The theoretical framing for the ACT was the Promoting Action on Research Implementation in Health Services (PARIHS) framework , and related literature in the fields of organizational science, research implementation, and knowledge translation [11–13]. The ACT exists in 3 versions (acute care, long-term care and home care), each with multiple forms for different target groups (health care assistants/aides (HCA); nurses, i.e., licensed practical nurses (LPN) and registered nurses (RN); allied health professionals; physicians; practice specialists (e.g. educators), and care managers). Further, the ACT is accompanied by a set of demographic questions regarding sex, age, education, professional experience and working hours.

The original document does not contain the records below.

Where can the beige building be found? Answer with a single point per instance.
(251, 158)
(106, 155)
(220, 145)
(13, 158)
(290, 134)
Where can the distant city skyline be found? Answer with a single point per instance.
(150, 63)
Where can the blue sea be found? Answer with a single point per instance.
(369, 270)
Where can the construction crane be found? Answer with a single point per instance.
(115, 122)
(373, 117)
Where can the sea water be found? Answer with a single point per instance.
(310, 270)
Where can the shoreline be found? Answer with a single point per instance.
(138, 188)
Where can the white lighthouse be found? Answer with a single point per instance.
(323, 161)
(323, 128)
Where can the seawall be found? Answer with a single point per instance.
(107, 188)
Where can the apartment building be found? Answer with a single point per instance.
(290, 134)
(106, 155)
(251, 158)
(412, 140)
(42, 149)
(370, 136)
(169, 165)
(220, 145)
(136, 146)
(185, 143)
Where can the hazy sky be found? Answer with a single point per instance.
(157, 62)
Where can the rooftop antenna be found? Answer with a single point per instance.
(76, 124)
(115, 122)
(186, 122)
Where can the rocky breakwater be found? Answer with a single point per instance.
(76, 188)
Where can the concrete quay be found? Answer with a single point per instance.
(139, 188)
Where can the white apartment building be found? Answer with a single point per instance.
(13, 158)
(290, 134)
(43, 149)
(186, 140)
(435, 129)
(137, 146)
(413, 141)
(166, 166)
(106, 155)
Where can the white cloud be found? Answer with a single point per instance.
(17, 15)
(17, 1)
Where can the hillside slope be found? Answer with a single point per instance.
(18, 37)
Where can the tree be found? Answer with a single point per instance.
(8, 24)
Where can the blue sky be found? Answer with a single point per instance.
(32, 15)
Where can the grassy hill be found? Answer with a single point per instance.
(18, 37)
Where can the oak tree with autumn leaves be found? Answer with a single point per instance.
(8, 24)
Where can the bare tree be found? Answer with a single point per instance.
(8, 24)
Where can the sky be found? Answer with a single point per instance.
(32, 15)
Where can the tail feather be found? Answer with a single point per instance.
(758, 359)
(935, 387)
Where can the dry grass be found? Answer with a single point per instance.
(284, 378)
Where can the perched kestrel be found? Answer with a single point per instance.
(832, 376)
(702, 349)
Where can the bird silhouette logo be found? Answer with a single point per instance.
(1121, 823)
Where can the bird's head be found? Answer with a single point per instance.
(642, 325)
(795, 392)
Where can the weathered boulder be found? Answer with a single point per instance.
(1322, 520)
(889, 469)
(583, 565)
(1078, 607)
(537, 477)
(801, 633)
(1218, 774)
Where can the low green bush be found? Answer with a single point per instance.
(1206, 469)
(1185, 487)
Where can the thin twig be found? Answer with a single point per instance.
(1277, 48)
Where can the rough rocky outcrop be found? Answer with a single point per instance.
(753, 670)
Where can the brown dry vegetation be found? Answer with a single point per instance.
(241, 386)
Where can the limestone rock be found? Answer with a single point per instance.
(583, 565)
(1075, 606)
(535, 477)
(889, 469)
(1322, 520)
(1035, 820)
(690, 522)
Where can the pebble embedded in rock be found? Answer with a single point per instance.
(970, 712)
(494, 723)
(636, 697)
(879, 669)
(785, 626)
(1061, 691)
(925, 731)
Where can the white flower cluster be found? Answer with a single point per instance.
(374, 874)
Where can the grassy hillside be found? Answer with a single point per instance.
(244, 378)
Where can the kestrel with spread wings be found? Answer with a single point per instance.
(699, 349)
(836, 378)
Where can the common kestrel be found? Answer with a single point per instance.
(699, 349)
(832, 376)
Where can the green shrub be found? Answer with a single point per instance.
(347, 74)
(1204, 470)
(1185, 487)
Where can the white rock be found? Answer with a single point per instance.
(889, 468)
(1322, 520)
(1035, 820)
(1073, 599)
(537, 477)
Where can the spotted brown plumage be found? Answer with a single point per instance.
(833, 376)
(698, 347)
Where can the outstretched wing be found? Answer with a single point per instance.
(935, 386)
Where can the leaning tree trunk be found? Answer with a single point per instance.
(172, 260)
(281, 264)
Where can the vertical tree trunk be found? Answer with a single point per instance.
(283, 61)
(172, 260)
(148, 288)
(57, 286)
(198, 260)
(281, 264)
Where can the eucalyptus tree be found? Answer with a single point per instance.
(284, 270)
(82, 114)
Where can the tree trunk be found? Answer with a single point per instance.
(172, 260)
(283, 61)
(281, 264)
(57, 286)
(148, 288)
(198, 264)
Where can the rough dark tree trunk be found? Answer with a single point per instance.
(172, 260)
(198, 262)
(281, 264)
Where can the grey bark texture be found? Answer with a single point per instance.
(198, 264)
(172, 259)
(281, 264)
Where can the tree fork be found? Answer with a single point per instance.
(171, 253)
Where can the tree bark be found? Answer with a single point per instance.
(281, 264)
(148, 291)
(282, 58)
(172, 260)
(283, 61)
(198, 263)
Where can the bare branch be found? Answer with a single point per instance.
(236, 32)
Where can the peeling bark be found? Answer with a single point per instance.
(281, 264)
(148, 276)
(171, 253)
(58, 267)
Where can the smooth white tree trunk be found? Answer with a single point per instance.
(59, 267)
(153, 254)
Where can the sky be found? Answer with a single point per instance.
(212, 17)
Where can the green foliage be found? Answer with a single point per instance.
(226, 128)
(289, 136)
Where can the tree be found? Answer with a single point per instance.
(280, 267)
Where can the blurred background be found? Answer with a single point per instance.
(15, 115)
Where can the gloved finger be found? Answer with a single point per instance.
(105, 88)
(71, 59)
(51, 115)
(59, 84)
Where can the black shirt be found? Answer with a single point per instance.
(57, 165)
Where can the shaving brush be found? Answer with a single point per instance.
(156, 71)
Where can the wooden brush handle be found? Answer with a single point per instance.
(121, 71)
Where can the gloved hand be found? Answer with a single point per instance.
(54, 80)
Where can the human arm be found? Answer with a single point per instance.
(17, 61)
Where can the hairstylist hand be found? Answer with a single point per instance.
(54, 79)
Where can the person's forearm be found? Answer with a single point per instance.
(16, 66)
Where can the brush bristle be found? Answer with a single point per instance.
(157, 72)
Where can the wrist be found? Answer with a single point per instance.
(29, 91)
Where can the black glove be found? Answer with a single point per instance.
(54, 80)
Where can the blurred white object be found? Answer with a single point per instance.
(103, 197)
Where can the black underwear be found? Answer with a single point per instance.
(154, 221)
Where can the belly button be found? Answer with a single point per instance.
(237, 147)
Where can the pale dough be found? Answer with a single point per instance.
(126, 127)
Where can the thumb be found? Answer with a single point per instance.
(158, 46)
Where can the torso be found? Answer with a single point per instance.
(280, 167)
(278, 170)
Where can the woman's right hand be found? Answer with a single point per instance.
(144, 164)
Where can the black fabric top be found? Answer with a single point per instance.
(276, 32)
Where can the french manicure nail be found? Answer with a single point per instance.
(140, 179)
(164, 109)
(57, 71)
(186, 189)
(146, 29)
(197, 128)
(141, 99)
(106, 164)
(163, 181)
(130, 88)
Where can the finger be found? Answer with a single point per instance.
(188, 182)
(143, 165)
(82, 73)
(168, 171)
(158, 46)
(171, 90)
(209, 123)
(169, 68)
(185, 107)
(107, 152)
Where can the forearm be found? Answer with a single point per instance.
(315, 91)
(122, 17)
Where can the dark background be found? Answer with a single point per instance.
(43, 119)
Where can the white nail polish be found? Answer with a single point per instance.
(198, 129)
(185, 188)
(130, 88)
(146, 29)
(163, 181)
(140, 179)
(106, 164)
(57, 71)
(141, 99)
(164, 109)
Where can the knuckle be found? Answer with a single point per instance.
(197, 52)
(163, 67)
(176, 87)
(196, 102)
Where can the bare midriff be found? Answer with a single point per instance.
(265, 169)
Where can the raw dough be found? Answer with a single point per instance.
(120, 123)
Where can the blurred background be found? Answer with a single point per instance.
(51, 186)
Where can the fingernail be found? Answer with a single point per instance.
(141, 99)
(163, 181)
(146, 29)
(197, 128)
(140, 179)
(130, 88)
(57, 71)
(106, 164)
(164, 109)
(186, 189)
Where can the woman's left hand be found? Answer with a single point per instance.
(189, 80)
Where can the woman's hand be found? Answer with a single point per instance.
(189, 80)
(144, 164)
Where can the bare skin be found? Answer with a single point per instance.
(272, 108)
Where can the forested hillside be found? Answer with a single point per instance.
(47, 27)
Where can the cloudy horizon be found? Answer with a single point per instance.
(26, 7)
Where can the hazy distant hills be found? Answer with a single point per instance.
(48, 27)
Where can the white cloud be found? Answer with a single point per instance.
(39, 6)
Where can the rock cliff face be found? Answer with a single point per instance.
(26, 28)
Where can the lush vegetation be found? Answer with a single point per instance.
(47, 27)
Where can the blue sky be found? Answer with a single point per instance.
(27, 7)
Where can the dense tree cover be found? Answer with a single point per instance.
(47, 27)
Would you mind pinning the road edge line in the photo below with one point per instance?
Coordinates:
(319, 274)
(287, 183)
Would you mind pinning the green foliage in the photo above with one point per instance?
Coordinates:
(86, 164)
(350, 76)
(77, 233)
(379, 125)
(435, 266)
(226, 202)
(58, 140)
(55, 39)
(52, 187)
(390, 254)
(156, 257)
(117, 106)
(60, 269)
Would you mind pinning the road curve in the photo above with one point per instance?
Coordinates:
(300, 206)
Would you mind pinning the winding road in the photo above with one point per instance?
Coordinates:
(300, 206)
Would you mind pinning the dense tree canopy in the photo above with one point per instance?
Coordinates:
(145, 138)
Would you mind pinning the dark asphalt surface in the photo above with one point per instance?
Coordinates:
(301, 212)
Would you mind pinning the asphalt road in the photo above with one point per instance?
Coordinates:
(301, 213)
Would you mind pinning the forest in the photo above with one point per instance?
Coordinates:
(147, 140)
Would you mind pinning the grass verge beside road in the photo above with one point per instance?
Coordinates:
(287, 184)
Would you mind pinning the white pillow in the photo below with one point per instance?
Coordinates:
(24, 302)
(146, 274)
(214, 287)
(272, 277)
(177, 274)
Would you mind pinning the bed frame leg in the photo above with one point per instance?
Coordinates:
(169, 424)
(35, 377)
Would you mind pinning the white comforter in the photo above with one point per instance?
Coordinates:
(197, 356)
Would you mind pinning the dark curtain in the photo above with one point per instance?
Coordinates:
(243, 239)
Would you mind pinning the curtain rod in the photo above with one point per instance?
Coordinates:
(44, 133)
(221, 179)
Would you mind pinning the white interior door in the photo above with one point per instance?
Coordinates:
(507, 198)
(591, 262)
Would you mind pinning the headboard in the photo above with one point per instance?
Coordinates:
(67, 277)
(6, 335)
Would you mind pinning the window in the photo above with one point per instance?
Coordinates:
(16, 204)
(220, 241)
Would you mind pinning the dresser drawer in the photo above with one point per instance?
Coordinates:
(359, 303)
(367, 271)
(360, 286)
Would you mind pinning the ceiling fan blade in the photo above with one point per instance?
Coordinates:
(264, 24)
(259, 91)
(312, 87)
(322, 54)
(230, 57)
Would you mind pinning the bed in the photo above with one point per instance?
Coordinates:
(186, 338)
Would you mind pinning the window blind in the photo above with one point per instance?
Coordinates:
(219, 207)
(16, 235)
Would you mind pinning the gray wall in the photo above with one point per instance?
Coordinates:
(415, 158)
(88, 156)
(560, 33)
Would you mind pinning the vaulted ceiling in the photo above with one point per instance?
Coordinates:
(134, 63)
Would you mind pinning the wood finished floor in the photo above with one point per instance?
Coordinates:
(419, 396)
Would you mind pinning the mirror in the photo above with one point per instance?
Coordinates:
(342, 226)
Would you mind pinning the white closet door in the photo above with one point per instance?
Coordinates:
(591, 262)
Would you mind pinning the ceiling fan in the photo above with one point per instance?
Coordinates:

Scores obtained using the ACT with nurses and HCA’s in paediatric care and residential long-term care facilities respectively, have demonstrated acceptability, reliability, and construct validity [14, 15]. Further, the ACT has been applied in studies on knowledge transfer in health care in Canada and Australia [16–19].
Swedish and Canadian health care have similarities with regards to a variety of aspects, such as political governance and health care financing , health care policies and legislation, and health care professionals’ education and staff perceptions, e.g., with regards to the concept of research utilization among nurses . As a result, the need for an instrument to measure organizational context in knowledge transfer research in Sweden prompted a decision to translate ACT to Swedish, rather than constructing a new instrument. Also, with the similarities between the countries, the possibility for cross-country comparisons was of interest.
Translation of an instrument should consider linguistic, semantic and contextual aspects, aiming to create a valid instrument for the new setting . These aspects refer to a) words and grammar (linguistics), b) concepts (semantics), and c) the context where the instrument was developed and shall be applied, respectively. The linguistic and semantic aspects require consideration of language; For example, according to Ogden and Richard’s  theory on language meaning, there is an indirect relation between a term and a phenomenon by the use of a thought or idea, presented as a concept. When sharing words, as in speaking, listening or reading, the reference to the phenomenon needs to be common for the utterer and the receiver, provided by the shared idea (the concept) linking the word to the phenomenon. Thus, when translating words, we need to make sure not only that we use equal terms but also that we have a common idea of the phenomenon, manifested by the concept. In order for a valid process and outcome, back translation and inclusion of experts and the original instrument developers in the process are important , to manage potential semantic and contextual issues. Since all three aspects need to be considered, i.e. linguistic, semantic and contextual, translation of an instrument signifies a complex and demanding undertaking . This paper reports on the translation of the ACT to Swedish, including linguistic, semantic and contextual aspects, and a testing of preliminary aspects of its validity as well as acceptability and reliability in elder care.